Data mesh has been steadily gaining popularity as an approach to enterprise data architecture. While it embodies some great ideas, there are a few crucial principles that could easily be lost when attempting to apply the approach in real life.
The core idea of data mesh is to organize an enterprise data architecture by logical, business-orienteddomains, implemented primarily by distributing responsibilities among the “owners” of each domain. This contrasts with the traditional approach that organizes teams by layers within the technical architecture (ingestion, data management, access, etc.) and is driven primarily by centralized coordination.
As enterprises and their data assets and processes become increasingly complex, establishing a method to manage that complexity makes a lot of sense. And putting as much responsibility as possible into the hands of people most familiar with each domain (business processes, data subjects, etc.) is the best way to match the right expertise and experience to the solution components associated with those domains.
Sounds good so far.
But the problem with data mesh – or, rather, the problem with how it has been initially implemented in multiple organizations – is that in a well-meaning effort to reduce complexity and distribute responsibilities, many of the positive aspects of centralization are lost. That is, the baby (highly coordinated, cross-functional capability) is being thrown out with the bathwater (excessive centralization and unmanageable complexity).
To avoid this troubling trend, data leaders must preserve a few important, time-tested principles that remain relevant and require careful attention when following the data mesh philosophy.
Aligning to funded business initiatives is (still) the most critical success factor. I’ve now encountered multiple instances where, in an attempt to follow the data mesh approach, a central data governance organization divided the data landscape into named domains, assigned data owners to each domain to lead planning and implementation for the assigned domain, and essentially said, “Go!” You may be able to guess the results.

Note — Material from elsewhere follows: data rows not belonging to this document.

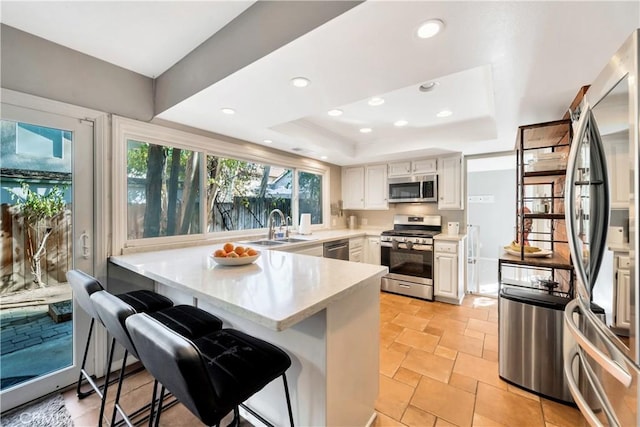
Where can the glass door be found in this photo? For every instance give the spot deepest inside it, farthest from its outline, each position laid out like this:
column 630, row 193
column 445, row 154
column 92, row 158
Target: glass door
column 47, row 228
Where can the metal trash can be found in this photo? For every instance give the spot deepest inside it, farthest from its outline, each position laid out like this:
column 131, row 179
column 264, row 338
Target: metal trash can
column 530, row 353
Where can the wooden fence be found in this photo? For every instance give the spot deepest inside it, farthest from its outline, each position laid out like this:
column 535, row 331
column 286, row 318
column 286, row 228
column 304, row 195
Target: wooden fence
column 16, row 267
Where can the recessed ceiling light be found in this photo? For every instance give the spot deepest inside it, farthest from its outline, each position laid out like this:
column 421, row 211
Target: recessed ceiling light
column 375, row 101
column 300, row 81
column 430, row 28
column 428, row 87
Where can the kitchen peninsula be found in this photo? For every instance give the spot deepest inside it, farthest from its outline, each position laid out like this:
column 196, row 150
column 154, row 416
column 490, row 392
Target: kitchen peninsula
column 323, row 312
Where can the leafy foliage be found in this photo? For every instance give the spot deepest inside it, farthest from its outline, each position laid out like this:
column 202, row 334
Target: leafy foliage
column 36, row 207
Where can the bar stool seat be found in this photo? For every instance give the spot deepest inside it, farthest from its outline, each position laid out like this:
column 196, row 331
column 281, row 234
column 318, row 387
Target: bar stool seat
column 113, row 312
column 211, row 375
column 83, row 285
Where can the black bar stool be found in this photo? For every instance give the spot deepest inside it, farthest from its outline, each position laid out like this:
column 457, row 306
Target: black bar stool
column 211, row 375
column 186, row 320
column 83, row 285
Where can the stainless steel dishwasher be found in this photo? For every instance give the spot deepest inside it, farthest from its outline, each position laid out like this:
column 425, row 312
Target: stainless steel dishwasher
column 337, row 249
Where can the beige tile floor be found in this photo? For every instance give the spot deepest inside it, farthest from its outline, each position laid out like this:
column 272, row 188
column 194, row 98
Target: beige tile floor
column 438, row 367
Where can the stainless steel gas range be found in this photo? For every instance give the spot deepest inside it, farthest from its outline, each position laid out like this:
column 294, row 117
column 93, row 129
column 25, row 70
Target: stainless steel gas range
column 408, row 252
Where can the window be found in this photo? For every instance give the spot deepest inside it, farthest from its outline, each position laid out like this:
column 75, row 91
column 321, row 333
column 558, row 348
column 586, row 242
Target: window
column 241, row 194
column 310, row 195
column 172, row 186
column 163, row 191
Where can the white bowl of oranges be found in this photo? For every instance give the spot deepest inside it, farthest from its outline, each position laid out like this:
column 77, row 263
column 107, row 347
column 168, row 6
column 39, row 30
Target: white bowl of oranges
column 235, row 255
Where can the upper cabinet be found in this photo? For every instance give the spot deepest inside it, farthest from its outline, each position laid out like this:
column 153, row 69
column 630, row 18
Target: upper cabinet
column 450, row 183
column 353, row 188
column 416, row 167
column 365, row 187
column 375, row 188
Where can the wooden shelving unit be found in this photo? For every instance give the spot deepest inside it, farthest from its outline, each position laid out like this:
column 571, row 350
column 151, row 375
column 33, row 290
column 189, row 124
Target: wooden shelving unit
column 542, row 150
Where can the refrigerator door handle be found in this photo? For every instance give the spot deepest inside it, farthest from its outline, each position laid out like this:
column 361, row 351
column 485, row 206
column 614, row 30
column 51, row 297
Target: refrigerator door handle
column 608, row 364
column 582, row 403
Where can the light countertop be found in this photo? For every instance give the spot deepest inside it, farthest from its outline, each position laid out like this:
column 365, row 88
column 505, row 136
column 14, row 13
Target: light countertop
column 450, row 237
column 279, row 290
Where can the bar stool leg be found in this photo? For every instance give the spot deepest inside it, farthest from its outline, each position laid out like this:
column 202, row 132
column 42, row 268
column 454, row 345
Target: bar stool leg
column 116, row 402
column 106, row 381
column 286, row 392
column 79, row 393
column 157, row 423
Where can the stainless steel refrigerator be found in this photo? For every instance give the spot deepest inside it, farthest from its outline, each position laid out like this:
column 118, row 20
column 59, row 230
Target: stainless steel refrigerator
column 601, row 357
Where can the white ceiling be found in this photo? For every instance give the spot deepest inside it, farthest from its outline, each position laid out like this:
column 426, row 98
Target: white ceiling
column 498, row 64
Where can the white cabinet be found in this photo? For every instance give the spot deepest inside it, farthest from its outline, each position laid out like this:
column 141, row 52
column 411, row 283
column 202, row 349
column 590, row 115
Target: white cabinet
column 353, row 188
column 424, row 166
column 365, row 187
column 356, row 249
column 399, row 169
column 617, row 152
column 450, row 183
column 622, row 316
column 448, row 278
column 416, row 167
column 375, row 195
column 372, row 251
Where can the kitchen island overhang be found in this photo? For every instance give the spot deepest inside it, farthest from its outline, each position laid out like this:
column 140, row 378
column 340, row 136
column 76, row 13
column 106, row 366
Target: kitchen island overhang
column 323, row 312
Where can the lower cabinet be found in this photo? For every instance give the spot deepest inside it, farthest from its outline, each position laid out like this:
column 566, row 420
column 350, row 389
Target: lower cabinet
column 356, row 249
column 448, row 277
column 372, row 251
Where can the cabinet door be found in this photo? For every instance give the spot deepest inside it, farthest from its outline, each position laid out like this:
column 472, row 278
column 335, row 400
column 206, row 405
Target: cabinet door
column 450, row 183
column 617, row 153
column 424, row 166
column 399, row 169
column 372, row 252
column 623, row 315
column 355, row 255
column 376, row 187
column 446, row 275
column 353, row 188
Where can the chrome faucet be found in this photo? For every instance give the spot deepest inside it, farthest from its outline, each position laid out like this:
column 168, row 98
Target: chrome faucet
column 283, row 221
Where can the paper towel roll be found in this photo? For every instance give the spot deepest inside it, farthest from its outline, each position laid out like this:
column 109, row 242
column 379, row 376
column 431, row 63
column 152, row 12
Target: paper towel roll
column 305, row 224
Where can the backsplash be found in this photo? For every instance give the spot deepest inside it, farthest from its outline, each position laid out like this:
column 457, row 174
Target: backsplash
column 384, row 219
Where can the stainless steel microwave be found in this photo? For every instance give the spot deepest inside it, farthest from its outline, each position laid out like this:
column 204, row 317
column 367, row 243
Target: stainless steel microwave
column 412, row 189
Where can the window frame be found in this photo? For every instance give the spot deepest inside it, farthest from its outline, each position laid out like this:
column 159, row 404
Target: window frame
column 124, row 129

Without adequately aligning to business drivers to justify the effort, scope the work across domains, and prioritize elements of the implementation, each data owner prioritized implementation in seemingly random ways, based on the data they considered “important”. Any data element within each domain was arguably within scope, and any data issue encountered was a candidate for deep analysis and resolution. Without proactive and rigorous coordination, there was no way to ensure the domains could support cross-functional business initiatives on any reasonable schedule anyone could count on. The result was long and costly projects with limited use of the deployed data – and a lot of frustrated application projects left on their own to gather and manage the data they needed.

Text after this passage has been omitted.